From: Andrew Morton <akpm@linux-foundation.org>
To: Kent Overstreet <koverstreet@google.com>
Cc: linux-kernel@vger.kernel.org, linux-aio@kvack.org,
linux-fsdevel@vger.kernel.org, zab@redhat.com, bcrl@kvack.org,
jmoyer@redhat.com, axboe@kernel.dk, viro@zeniv.linux.org.uk,
tytso@mit.edu
Subject: Re: [PATCH 14/32] aio: Make aio_read_evt() more efficient, convert to hrtimers
Date: Thu, 3 Jan 2013 15:19:20 -0800 [thread overview]
Message-ID: <20130103151920.ae731c2c.akpm@linux-foundation.org> (raw)
In-Reply-To: <1356573611-18590-16-git-send-email-koverstreet@google.com>
On Wed, 26 Dec 2012 17:59:52 -0800
Kent Overstreet <koverstreet@google.com> wrote:
> Previously, aio_read_event() pulled a single completion off the
> ringbuffer at a time, locking and unlocking each time. Changed it to
> pull off as many events as it can at a time, and copy them directly to
> userspace.
>
> This also fixes a bug where if copying the event to userspace failed,
> we'd lose the event.
>
> Also convert it to wait_event_interruptible_hrtimeout(), which
> simplifies it quite a bit.
>
> ...
>
> -static int aio_read_evt(struct kioctx *ioctx, struct io_event *ent)
> +static int aio_read_events_ring(struct kioctx *ctx,
> + struct io_event __user *event, long nr)
> {
> - struct aio_ring_info *info = &ioctx->ring_info;
> + struct aio_ring_info *info = &ctx->ring_info;
> struct aio_ring *ring;
> - unsigned long head;
> - int ret = 0;
> + unsigned head, pos;
> + int ret = 0, copy_ret;
> +
> + if (!mutex_trylock(&info->ring_lock)) {
> + __set_current_state(TASK_RUNNING);
> + mutex_lock(&info->ring_lock);
> + }
You're not big on showing your homework, I see :(
I agree that calling mutex_lock() in state TASK_[UN]INTERRUPTIBLE is at
least poor practice. Assuming this is what the code is trying to do.
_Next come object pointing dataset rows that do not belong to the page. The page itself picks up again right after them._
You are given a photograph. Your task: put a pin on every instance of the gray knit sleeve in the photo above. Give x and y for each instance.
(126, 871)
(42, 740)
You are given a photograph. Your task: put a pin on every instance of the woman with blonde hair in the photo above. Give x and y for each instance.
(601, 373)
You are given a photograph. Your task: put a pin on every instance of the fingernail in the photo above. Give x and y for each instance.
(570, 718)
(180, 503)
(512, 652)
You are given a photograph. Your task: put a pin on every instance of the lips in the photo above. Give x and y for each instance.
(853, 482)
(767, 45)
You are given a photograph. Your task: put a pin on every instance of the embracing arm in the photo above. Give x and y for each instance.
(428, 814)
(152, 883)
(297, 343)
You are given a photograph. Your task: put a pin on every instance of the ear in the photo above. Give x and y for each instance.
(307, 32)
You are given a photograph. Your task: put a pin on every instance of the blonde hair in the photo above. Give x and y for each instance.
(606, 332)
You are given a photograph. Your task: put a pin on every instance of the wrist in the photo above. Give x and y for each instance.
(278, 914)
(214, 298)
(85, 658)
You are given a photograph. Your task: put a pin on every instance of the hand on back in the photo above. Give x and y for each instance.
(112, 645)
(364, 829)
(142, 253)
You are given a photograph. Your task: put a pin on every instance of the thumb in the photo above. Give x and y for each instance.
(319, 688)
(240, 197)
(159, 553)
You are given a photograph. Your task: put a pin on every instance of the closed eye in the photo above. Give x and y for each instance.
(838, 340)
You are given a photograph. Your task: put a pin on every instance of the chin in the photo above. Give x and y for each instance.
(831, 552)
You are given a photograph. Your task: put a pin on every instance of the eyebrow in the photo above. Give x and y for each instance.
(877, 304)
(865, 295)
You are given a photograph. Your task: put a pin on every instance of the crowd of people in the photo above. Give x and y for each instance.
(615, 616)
But if aio_read_events_ring() is indeed called in state
TASK_[UN]INTERRUPTIBLE then the effect of the above code is to put the
task into an *unknown* state.
IOW, I don't have the foggiest clue what you're trying to do here and
you owe us all a code comment. At least.
> ring = kmap_atomic(info->ring_pages[0]);
> - pr_debug("h%u t%u m%u\n", ring->head, ring->tail, ring->nr);
> + head = ring->head;
> + kunmap_atomic(ring);
> +
> + pr_debug("h%u t%u m%u\n", head, info->tail, info->nr);
>
> - if (ring->head == ring->tail)
> + if (head == info->tail)
> goto out;
>
> - spin_lock(&info->ring_lock);
> -
> - head = ring->head % info->nr;
> - if (head != ring->tail) {
> - struct io_event *evp = aio_ring_event(info, head);
> - *ent = *evp;
> - head = (head + 1) % info->nr;
> - smp_mb(); /* finish reading the event before updatng the head */
> - ring->head = head;
> - ret = 1;
> - put_aio_ring_event(evp);
> + __set_current_state(TASK_RUNNING);
> +
> + while (ret < nr) {
> + unsigned i = (head < info->tail ? info->tail : info->nr) - head;
> + struct io_event *ev;
> + struct page *page;
> +
> + if (head == info->tail)
> + break;
> +
> + i = min_t(int, i, nr - ret);
> + i = min_t(int, i, AIO_EVENTS_PER_PAGE -
> + ((head + AIO_EVENTS_OFFSET) % AIO_EVENTS_PER_PAGE));
min_t() is kernel shorthand for "I screwed up my types". Methinks
`ret' should have long type. Or, better, unsigned (negative makes no
sense). And when a C programmer sees an variable called "i" he thinks
it has type "int", so that guy should be renamed.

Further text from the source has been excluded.